Showing results for 
Search instead for 
Did you mean: 

Archives Discussions

Journeyman III

Best way to use constants in an IL kernel

Question: say I have a larger number of constants which are known at compile time. What is the most efficient way of using them? I could declare them as literals in the kernel, or I could set up a constant buffer (provided there aren't too many).

On one hand the GPU should be able to issue one instruction every cycle, including the literal, to all thread processors simultaneously. But then again the code must come from some place and go over some bus. So will the increased code size slow things down?

On the other hand, access to the constant buffer will occur only after the instruction has been executed, so a certain latency will be introduced. But then again the code cache is fairly large and offers a relatively high bandwidth (here I assume that constants are broadcast to all thread processors, correct me if I'm wrong).

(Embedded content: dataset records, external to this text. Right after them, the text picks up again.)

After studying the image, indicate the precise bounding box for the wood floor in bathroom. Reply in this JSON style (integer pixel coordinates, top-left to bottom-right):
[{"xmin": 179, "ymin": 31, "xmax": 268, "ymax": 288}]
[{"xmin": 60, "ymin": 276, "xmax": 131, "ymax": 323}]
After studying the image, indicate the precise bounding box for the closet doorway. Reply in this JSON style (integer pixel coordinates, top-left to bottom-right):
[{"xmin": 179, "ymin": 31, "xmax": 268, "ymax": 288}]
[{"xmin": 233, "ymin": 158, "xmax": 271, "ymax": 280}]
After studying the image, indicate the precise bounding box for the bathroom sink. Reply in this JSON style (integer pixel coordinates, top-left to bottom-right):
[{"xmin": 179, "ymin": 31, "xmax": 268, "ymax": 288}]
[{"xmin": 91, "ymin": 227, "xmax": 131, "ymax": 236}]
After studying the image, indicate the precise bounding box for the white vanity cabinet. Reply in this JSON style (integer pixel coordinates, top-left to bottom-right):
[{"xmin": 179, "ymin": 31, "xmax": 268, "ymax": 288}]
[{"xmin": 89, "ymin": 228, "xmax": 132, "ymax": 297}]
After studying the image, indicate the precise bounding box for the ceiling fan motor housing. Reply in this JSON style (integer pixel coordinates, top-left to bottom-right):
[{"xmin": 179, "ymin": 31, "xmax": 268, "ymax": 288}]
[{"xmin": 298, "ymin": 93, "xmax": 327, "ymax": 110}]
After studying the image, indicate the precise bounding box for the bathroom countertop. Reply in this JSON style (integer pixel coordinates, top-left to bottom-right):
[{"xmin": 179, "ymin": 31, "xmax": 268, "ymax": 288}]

So what is better? Or are the two ways treated identical internally?


3 Replies

For constant performance, the ways of accessing from highest to lowest performance is as follows:
constant ptr w/ compile time constant
constant ptr w/ runtime constant for all threads
constant ptr w/ linear access from all threads
constant ptr w/ random access

Thanks, that was very helpful.

But is there a reasonable limit in number of literals for a kernel? At what number will the performance suffer?



Literals are embedded in the instruction itself, so there is no limit on the number of literals in theory. In practice it is limited to 16k unique literals in a compilation unit.